A blog about the ooc language, with source code examples, updates on the state of the llama (our beloved mascot), and random thoughts by nddrylliog, the benevolent dictator for life of ooc.

The opinions expressed in this blog are not necessarily those of the whole ooc community.

Sep 28

Error reporting improvements - parser generator tricks

Several had noticed that rock error reporting was particularly sucky these last few weeks. I’m happy to announce that it has been fixed and even improved, as you can see:

Which, surely you agree, is much much nicer to work with.

(Disclaimer: the code below is greg syntax, not ooc code)

Turns out it was broken by my fault. I had changed things like

FunctionCall = Name OPEN_PAREN Args CLOS_PAREN
OPEN_PAREN = ‘(‘
CLOS_PAREN = ‘)’

To

FunctionCall = Name ‘(’ Args ‘)’

It didn’t break parsing (ie. produced exactly the same AST) but it broke error reporting. Why?

The original peg/leg had no error reporting facility. Nor did greg, _why’s re-entrant fork of it. So in my fork, I added some error reporting facility.

peg/leg/greg allow the specification of blocks of C code inside brackets {} when a rule is fully matched, such as this:

FunctionCall = Name OPEN_PAREN Args CLOS_PAREN { onCall() }

So in the same spirit, I added ~{}, which is called when a rule is *not* matched.

FunctionCall = Name OPEN_PAREN Args CLOS_PAREN ~{ onError() } { onCall()}

In that example, onError() will be called if the closing parenthesis isn’t matched.

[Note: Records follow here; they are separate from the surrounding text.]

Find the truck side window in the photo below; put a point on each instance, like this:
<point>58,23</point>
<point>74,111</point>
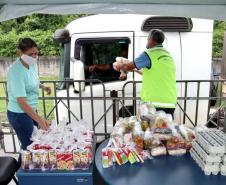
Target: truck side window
<point>98,56</point>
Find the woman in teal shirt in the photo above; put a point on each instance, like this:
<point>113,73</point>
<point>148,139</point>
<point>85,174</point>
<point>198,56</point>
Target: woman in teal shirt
<point>23,89</point>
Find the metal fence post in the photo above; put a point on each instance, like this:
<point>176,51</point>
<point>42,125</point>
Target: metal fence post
<point>114,94</point>
<point>224,120</point>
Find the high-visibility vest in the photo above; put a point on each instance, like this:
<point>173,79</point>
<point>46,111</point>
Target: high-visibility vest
<point>159,82</point>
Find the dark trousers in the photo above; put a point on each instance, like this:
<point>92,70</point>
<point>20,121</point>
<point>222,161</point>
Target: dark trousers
<point>23,126</point>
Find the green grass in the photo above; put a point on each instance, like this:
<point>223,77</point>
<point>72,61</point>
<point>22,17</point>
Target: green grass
<point>48,103</point>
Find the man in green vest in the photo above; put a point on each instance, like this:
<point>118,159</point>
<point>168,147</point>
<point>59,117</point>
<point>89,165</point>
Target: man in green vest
<point>159,73</point>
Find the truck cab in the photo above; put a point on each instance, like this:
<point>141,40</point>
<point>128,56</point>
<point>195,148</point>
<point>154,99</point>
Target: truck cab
<point>97,39</point>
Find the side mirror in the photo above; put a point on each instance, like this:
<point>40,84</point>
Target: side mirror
<point>79,74</point>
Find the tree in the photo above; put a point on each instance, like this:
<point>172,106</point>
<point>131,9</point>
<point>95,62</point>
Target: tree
<point>40,27</point>
<point>218,38</point>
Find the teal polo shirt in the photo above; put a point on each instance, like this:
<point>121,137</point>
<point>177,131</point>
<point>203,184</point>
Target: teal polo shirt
<point>22,82</point>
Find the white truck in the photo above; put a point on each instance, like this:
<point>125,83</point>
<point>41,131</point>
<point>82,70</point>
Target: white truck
<point>96,39</point>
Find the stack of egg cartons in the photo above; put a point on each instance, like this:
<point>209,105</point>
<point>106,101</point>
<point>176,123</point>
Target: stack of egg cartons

But wait, isn’t that illogical? Why choose the closing parenthesis to test for errors? After all, we could do something like:

FunctionCall = Name OPEN_PAREN (Expr (COMMA Expr ~{ onError() })*)) CLOS_PAREN

Ie. if Expr is not matched (malformed expression) it would throw an error. But that won’t work. Why? Because it’s alright for Expr not to be matched. ‘*’ means ‘0 or more’. So if it’s not matched, the parser generated by greg will just assume that there are no more Expr to be matched and that the parent rule ()* is fully matched and then it’ll move on to the next rule, ie. the ‘)’.

Now we see why it makes sense to test for closing delimiters such as ‘)’, ‘}’, ‘]’. If there is indeed a malformed expression, then Expr will no longer match and it’ll stop matching ()*, and when trying to match the closing parenthesis it will fail! And that’s when we want to throw an error.

But as I said the only thing I did was to change from

FunctionCall = Name OPEN_PAREN Args CLOS_PAREN ~{ /* … */ } { /* … */ }

To

FunctionCall = Name ‘(’ Args ‘)’ ~{ /* … */ } { /* … */ }

And the explanation is very simple: ~{} only works after named rules. ‘(’ is a string rule and thus ~{} is simply ignored. This is a little limitation of my greg error reporting solution that I had totally forgotten. It might be considered a bug, if anyone else uses greg and wishes that particular issue to be fixed, you know where GitHub is.

I hope you enjoyed this little journey in the world of parser generators, it’s an exciting domain and I’ve only grazed the surface. If you’re interested in developing your own toy language in ooc with greg, decadence is a nice tutorial I was corrupted into writing.